SSL certificate problem: self signed certificate

Fix Git SSL Self-Signed Certificate Error

Programming & Dev Tools Intermediate 👁 0 views 📅 May 25, 2026

Git fails to connect to a remote repository due to a self-signed SSL certificate. This guide explains how to safely bypass or trust the certificate for development environments.

Symptoms

When cloning, pushing, or fetching from a Git repository over HTTPS that uses a self-signed SSL certificate, you receive an error message similar to:

fatal: unable to access 'https://git.example.com/repo.git/': SSL certificate problem: self signed certificate

This error prevents any Git operation that requires HTTPS connectivity. The repository may be hosted on an internal server or a test environment with a custom certificate authority.

Root Causes

  • The remote Git server uses a self-signed SSL certificate that is not trusted by the client's system certificate store.
  • The certificate is issued by a private Certificate Authority (CA) not installed on the client machine.
  • The certificate has expired or is misconfigured (e.g., wrong hostname).
  • Git is configured to strictly verify SSL certificates (default behavior).

Step-by-Step Fix

Option 1: Temporarily Disable SSL Verification (Not Recommended for Production)

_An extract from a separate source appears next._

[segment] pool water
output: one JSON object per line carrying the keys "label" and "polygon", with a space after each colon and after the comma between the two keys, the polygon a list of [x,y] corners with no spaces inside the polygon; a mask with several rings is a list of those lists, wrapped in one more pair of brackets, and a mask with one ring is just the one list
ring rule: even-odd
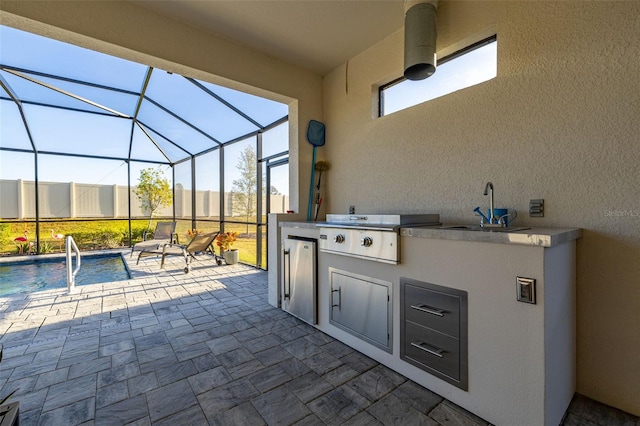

  1. Set the environment variable to bypass SSL verification for a single command:
    GIT_SSL_NO_VERIFY=1 git clone https://git.example.com/repo.git
  2. Or disable verification globally (use with caution):
    git config --global http.sslVerify false
  3. Re-enable verification after the operation:
    git config --global http.sslVerify true

Option 2: Trust the Self-Signed Certificate Permanently

  1. Download the server's self-signed certificate (usually in PEM format). Ask your server administrator or export it from the browser.
  2. Convert the certificate to PEM if needed:
    openssl x509 -inform der -in certificate.cer -out certificate.pem
  3. Add the certificate to your system's trusted CA store. On Linux:
    sudo cp certificate.pem /usr/local/share/ca-certificates/
    sudo update-ca-certificates
    On macOS:
    sudo security add-trusted-cert -d -r trustRoot -k /Library/Keychains/System.keychain certificate.pem
    On Windows: Import the certificate into the 'Trusted Root Certification Authorities' store via certlm.msc.
  4. Verify Git can now communicate:
    git ls-remote https://git.example.com/repo.git

Option 3: Configure Git to Use a Custom CA Bundle

  1. Create a custom CA bundle file containing your self-signed certificate:
    cat certificate.pem >> ~/my-ca-bundle.crt
  2. Configure Git to use this bundle:
    git config --global http.sslCAInfo ~/my-ca-bundle.crt
  3. Test the connection:
    git clone https://git.example.com/repo.git

Alternative Fixes

  • Use SSH instead of HTTPS: Configure SSH keys on the server and change the remote URL to SSH format (e.g., git@git.example.com:repo.git). This bypasses SSL entirely.
  • Update Git: Older Git versions may have incomplete CA bundles. Upgrade to the latest version.
  • Check Certificate Hostname: Ensure the certificate's Common Name (CN) or Subject Alternative Name (SAN) matches the server hostname. Use:
    openssl s_client -connect git.example.com:443 -showcerts

Prevention

  • Use a properly signed certificate from a public CA (e.g., Let's Encrypt) for production repositories.
  • For internal servers, deploy a private CA and distribute its root certificate to all client machines via group policy or configuration management.
  • Regularly monitor certificate expiration dates and renew before expiry.
  • Document the certificate installation process for new team members.
  • Never disable SSL verification in production or CI/CD pipelines. It exposes you to man-in-the-middle attacks.

By following these steps, you can securely connect to Git repositories using self-signed certificates while maintaining best practices for security.